# It's Hard to Beat Simple



## cutworm (Oct 2, 2010)

Sometimes I see a fixture that's so simple it impresses me. Sometimes we get caught up in the next newest "got to have" gizmo. I love simple and effective tools. Here is a good example from a recent Woodsmith tip.
http://www.woodsmithtips.com/2012/09/20/cant-miss-router-table-fence/
I would like to see more of these ideas floating around.


----------



## DIYaholic (Jan 28, 2011)

The K.I.S.S. method. *K*eep *I*t *S*imple *S*tupid!!!

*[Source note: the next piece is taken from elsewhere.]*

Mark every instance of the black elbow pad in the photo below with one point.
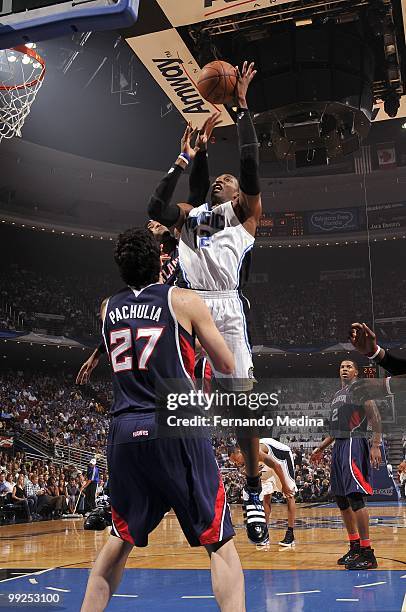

I saw the same "tip" yesterday and liked the simplicity.


----------



## Cosmicsniper (Oct 2, 2009)

If my wife knew that I could do everything I need with JUST that "fence," well…that'd take all the fun out of it for me!


----------



## Tootles (Jul 21, 2011)

Interesting. I have just done something similar on a very simple router table except that to make the notch for the router bit, I simply turned on the router with a straight cutter and wiggled the fence from the back to the front of the table. That gave me a notch that is just a little wider than my bit. It works great.


----------



## WoodWorkWarrior (Sep 21, 2012)

Simple is awesome. Often I have to do stuff like this simply because I don't have all the neat gadgets, just have to make due with what I have in the shop. This is a great tip I'll have to remember.


----------



## cutworm (Oct 2, 2010)

Lots of time when I see a good tip, technique, jig, etc I print it to a pdf file and save it to a folder in my pc. I'm getting quite a collection. I have gotten a lot of good ideas from LJ's, Woodsmith, Wood Magazine, and WWGOA to name a few. Had a guy put me on a $40 spray gun that works like the expensive ones. Great stuff here. 
I've got less in my shop than some have in a tablesaw. It's not the best but neither am I….

Jason,
You can glue a piece of formica to the outfeed section of that fence and use your router with a straight bit as an edge jointer. I tried it and it works but takes a little practice. You have to keep the board tight against the outfeed fence as it goes through the router.


----------



## Loren (May 30, 2008)

This sort of thing is one reason I've never bought any kind
of fence for a router table. I did make one out of MDF some
years ago however and still use it. It has sliding faces and
a dust port on the back. Sometimes I just make a single
piece sliding face and cut a hole for the bit in order to take
advantage of the dust collection. I also put a t-track on the 
top to mount hold-downs on. There's an old article by
Gray Rogowski about a bargain router table build and that's
where I found the fence design.


----------